Disease had slain his son, ill fortune the boy’s daughter and her man, leaving this one alone. Other blood had mingled with that of the Nemunuh over the generations: his own mother had been half Navajo, the daughter of a white man by his Indian wife. His eyes watched the girl. Eleeri he had named her, from the ancient tongue used only by those of power. There were few of those nowadays; in too many lines the gift had faltered and died. But in the child it had come again, flowering into the true horse-gift and into ties with other life.
The girl watched him, sorrow in the huge gray eyes. Her long black hair hung past her thin shoulder and she brushed the shining strands back with an impatient hand. As her hand lifted, powerful tendons stood out in the hollow of a wrist. The slenderness was a disguise; here was one who was all wire and whipcord. Long, long ago, women had been warriors and accepted so by the Nemunuh. Far Traveler had trained his great-granddaughter well. In these degenerate days none of the young men could match her in bow or knife skill. Nor could any, man or woman, match her with horse or hunt. He smiled up at her, then spoke, his voice weak but clear.
“I named you Eleeri. Now you must prove my naming.”
The child was puzzled. That her name meant “Walker by Strange Road” she had always known. But what road was she to walk? The old man smiled at the wrinkled brow.

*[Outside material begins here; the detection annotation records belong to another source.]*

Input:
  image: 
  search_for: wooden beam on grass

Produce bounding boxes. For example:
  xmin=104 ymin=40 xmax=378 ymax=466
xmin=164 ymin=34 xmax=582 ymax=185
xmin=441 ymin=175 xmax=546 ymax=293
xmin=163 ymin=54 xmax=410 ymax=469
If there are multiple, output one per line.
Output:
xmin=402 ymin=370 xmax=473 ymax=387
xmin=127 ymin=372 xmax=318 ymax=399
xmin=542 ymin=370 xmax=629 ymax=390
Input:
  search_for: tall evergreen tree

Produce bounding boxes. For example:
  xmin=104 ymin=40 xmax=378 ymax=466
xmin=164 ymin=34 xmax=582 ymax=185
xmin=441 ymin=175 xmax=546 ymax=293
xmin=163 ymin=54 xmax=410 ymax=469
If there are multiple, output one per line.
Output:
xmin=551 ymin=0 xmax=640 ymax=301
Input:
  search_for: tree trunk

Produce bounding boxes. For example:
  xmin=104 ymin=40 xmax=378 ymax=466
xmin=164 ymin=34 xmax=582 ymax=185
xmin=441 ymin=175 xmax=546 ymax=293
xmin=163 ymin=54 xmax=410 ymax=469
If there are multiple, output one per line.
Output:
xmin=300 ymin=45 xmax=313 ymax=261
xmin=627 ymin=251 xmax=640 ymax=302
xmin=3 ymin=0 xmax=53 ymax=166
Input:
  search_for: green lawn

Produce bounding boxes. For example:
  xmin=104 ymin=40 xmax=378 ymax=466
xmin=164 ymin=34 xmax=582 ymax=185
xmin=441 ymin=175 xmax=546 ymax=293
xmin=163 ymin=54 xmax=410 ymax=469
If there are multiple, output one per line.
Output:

“Go into the high hills, find there the beginning of the road of the gone-before ones. That you shall walk, leaving fear behind you. Walk as a warrior. As the last of my line shall you go forth with all I can give you.” A jerk of his head indicated a small heap in the darkened corner of the room. “At sunhigh let you go with the light, and Ka-dih bless you.” He sighed softly. “Would that you could ride, but I sold the last horse. Nor can you wait too long. The woman who calls on us will come today. You must be well gone before she arrives.”
Eleeri shivered. She must indeed. It had been only her great-grandfather who had saved her six years ago. She remembered the brutalities of her aunt and uncle. Her father had not disdained the Indian blood of the bride he had taken, but his sister and the rancher she had wed had been far otherwise. When Far Traveler died, by white man’s law she would fall back into their hands, being not quite sixteen. If there was a way to flee, she would take it.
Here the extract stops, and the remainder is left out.